One of my readers sent me this question:
One thing that I notice is you mentioned moving the complexity to the upper layer. I was wondering why browsers don't support multiple IP addresses for a single site – when a browser receives more than one IP address in a DNS response, it could try to perform TCP SYN to the first address, and if it fails it will move to the other address. This way we don't need an anycast solution for DR site.
Of course I pointed out an old blog post ;), and we all know that Happy Eyeballs work this way.
You might wonder why this idea wasn’t implemented from the very beginning. I can only guess (although I should know – after all, I was running an ISP in those days) that the idea of sending a TCP SYN request to all addresses returned in the DNS query and using the first one never became popular because of the resource consumption it would place on the servers. Before server operating systems got decent implementation of TCP SYN cookies, SYN floods were one of the easiest ways of bringing down a web site.
The rest is history: everyone solved the problem with load balancers, anycast, DNS-based load balancing, moving VMs and whatever other kludge… until the whole thing got unacceptably bad in IPv6-land and a few smart people rediscovered common sense (aka Happy Eyeballs).
Back to web browsers… in that particular case, there used to be so many attacks based on DNS spoofing that the browser vendors were forced to implement DNS pinning. For more details read this whitepaper.
We continued our discussion with…
I think there need to be a way to let the service owner choose if the client connects to all addresses at the same time or something else (maybe something in the DNS response?)
Well, once the big players figured out how to use load balancing at scale, and how they can use it to simplify their operations (rolling upgrades, canary releases, mitigating thundering herd…), it became part of their toolset, and they all rely heavily on a layer of load balancers and application-layer proxies sitting in front of the web servers.

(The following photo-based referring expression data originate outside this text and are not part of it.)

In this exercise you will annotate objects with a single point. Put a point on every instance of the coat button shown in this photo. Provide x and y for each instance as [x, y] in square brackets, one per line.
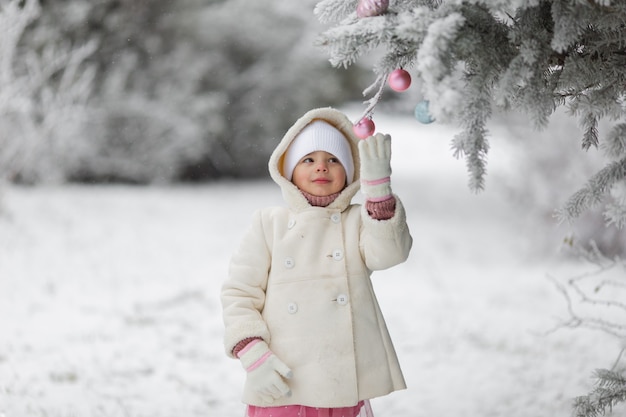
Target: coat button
[342, 299]
[292, 308]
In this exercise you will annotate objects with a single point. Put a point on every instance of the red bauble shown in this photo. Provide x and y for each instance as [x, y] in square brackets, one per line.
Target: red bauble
[364, 128]
[399, 80]
[368, 8]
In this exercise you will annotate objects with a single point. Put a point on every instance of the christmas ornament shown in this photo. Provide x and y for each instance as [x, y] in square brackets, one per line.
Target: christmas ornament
[399, 80]
[422, 114]
[368, 8]
[364, 128]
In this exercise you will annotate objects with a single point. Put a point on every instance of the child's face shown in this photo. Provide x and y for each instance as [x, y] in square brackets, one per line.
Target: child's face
[319, 173]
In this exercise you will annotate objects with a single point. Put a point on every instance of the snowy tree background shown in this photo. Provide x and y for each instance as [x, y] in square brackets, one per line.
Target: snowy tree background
[162, 92]
[167, 91]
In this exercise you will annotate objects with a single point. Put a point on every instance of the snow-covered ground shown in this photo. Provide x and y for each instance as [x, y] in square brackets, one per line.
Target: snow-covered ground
[109, 297]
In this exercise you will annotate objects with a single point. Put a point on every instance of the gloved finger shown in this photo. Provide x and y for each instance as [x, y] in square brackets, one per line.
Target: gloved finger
[282, 388]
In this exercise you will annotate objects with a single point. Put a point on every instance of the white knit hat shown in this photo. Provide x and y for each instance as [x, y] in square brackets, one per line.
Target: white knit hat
[319, 136]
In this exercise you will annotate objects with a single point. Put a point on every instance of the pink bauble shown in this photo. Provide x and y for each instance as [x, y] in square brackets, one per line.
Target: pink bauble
[364, 128]
[368, 8]
[399, 80]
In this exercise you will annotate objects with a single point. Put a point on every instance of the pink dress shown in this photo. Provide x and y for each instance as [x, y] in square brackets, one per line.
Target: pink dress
[362, 409]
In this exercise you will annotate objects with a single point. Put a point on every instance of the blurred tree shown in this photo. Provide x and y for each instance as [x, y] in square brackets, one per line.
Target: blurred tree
[470, 57]
[531, 56]
[190, 89]
[43, 92]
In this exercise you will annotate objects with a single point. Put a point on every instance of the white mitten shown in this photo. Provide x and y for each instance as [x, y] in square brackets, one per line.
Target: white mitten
[266, 372]
[375, 154]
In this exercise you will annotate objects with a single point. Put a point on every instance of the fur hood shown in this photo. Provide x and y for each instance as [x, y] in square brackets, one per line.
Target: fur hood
[291, 193]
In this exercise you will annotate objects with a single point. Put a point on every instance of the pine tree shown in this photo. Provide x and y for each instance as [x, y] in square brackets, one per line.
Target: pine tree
[471, 58]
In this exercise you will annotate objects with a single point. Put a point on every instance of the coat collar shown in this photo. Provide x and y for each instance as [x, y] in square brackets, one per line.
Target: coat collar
[291, 193]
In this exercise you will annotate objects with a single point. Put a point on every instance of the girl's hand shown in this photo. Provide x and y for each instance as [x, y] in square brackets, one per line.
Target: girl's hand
[266, 373]
[375, 154]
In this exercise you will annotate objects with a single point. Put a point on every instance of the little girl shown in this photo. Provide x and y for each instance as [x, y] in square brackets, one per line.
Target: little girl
[299, 307]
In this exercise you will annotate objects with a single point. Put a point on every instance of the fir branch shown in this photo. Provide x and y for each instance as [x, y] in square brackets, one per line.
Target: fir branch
[332, 11]
[615, 144]
[593, 192]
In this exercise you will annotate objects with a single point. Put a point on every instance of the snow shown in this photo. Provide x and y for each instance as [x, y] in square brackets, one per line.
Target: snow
[109, 296]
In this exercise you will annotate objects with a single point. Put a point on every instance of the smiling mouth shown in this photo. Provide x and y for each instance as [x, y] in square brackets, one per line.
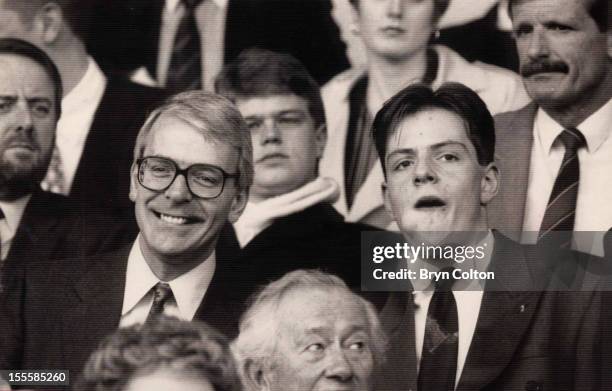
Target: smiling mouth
[429, 203]
[176, 220]
[272, 156]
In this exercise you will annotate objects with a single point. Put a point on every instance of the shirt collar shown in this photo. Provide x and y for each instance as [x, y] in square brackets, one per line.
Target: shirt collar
[596, 128]
[85, 91]
[188, 289]
[481, 265]
[13, 212]
[171, 5]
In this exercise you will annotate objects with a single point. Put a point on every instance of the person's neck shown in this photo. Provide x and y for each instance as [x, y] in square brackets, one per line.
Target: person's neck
[72, 61]
[179, 264]
[386, 77]
[570, 116]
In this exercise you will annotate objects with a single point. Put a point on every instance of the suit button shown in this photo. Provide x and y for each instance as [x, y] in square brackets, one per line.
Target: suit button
[534, 386]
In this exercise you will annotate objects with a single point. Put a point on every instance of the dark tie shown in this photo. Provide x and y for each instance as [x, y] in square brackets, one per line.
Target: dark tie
[561, 209]
[185, 71]
[161, 294]
[438, 366]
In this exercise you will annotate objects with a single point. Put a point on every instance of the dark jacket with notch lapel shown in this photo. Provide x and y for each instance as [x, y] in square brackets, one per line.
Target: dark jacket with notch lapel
[525, 339]
[59, 313]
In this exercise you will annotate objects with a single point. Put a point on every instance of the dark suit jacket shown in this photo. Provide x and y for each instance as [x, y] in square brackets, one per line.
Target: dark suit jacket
[524, 339]
[59, 314]
[102, 178]
[514, 140]
[315, 238]
[54, 227]
[125, 34]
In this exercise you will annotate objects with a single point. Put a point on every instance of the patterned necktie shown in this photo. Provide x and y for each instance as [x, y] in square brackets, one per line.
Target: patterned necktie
[185, 70]
[54, 181]
[561, 209]
[438, 367]
[161, 294]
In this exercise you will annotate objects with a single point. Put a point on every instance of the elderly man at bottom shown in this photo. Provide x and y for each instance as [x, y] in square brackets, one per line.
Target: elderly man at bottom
[164, 354]
[191, 173]
[437, 151]
[308, 331]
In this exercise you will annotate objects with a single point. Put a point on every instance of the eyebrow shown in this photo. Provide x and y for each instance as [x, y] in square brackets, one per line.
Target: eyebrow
[279, 113]
[442, 144]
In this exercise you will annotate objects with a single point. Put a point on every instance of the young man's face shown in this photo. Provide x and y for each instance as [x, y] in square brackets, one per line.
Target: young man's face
[286, 143]
[434, 181]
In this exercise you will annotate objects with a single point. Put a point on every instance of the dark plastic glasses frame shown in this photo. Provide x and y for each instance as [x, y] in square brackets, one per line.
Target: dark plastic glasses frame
[184, 172]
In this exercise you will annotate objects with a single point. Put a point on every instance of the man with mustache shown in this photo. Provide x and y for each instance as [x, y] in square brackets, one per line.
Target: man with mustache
[36, 225]
[556, 153]
[289, 221]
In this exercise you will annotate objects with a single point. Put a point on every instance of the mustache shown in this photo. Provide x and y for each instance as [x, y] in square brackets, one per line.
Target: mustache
[536, 67]
[22, 139]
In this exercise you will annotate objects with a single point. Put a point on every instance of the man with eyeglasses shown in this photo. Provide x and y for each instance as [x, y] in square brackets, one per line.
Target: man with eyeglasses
[191, 174]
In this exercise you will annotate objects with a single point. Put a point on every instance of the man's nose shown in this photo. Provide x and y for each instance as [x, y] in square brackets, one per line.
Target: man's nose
[538, 45]
[22, 118]
[339, 368]
[424, 173]
[178, 190]
[271, 132]
[395, 8]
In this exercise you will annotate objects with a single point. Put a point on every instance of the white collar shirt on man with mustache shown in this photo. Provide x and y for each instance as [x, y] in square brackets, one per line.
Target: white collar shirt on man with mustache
[593, 207]
[13, 212]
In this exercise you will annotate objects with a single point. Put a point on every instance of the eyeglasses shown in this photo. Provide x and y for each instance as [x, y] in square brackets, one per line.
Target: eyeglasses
[203, 180]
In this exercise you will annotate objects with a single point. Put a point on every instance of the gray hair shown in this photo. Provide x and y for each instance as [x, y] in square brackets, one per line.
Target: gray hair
[215, 117]
[259, 324]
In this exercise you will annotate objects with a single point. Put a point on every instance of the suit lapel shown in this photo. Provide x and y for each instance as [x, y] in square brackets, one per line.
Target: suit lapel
[397, 319]
[93, 308]
[38, 225]
[513, 154]
[504, 317]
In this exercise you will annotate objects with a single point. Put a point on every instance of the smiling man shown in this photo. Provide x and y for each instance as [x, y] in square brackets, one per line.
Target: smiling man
[307, 331]
[437, 150]
[556, 152]
[191, 173]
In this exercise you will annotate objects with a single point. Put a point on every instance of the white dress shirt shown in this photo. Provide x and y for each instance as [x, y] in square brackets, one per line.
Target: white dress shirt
[593, 206]
[78, 110]
[468, 307]
[188, 289]
[13, 212]
[210, 18]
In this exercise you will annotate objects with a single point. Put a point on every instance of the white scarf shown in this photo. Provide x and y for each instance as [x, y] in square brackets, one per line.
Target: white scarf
[259, 216]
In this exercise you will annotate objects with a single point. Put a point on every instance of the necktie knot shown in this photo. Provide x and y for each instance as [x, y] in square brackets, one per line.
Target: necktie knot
[572, 139]
[191, 4]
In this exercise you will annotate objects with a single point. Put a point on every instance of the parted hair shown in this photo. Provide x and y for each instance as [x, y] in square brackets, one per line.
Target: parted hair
[191, 349]
[25, 49]
[215, 117]
[260, 72]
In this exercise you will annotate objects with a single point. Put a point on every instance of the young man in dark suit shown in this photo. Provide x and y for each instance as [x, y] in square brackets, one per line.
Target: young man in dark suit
[36, 225]
[504, 332]
[100, 115]
[191, 172]
[289, 222]
[565, 52]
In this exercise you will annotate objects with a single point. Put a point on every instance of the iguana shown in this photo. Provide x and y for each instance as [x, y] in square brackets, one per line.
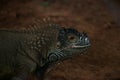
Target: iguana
[35, 49]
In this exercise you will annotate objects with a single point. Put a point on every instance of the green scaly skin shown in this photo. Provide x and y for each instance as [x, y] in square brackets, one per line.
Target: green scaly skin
[34, 50]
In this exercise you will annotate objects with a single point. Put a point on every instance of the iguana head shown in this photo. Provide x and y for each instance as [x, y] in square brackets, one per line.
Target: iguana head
[70, 42]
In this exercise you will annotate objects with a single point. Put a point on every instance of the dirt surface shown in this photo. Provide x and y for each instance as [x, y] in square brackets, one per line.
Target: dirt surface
[101, 61]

Also, we got way beyond simple DNS-based load balancing with solutions like NS1 that can collect browser-side metrics to influence DNS responses to other users from the same autonomous system (listen to Software Gone Wild Episode 29 for more details), while simplistic methods like Happy Eyeballs select the first server that responds to a SYN request, not the fastest server to deliver the desired response.
Long story short: I don’t think anyone big enough to influence browser vendors is interested in reinventing this particular wheel.
TCP provide reliable connection to all application using it, application developer doesn't have to take care of reliability of packets, so another "common service" provided by OS could be to avoid the connectivity failure by trying all IPs of a DNS entry.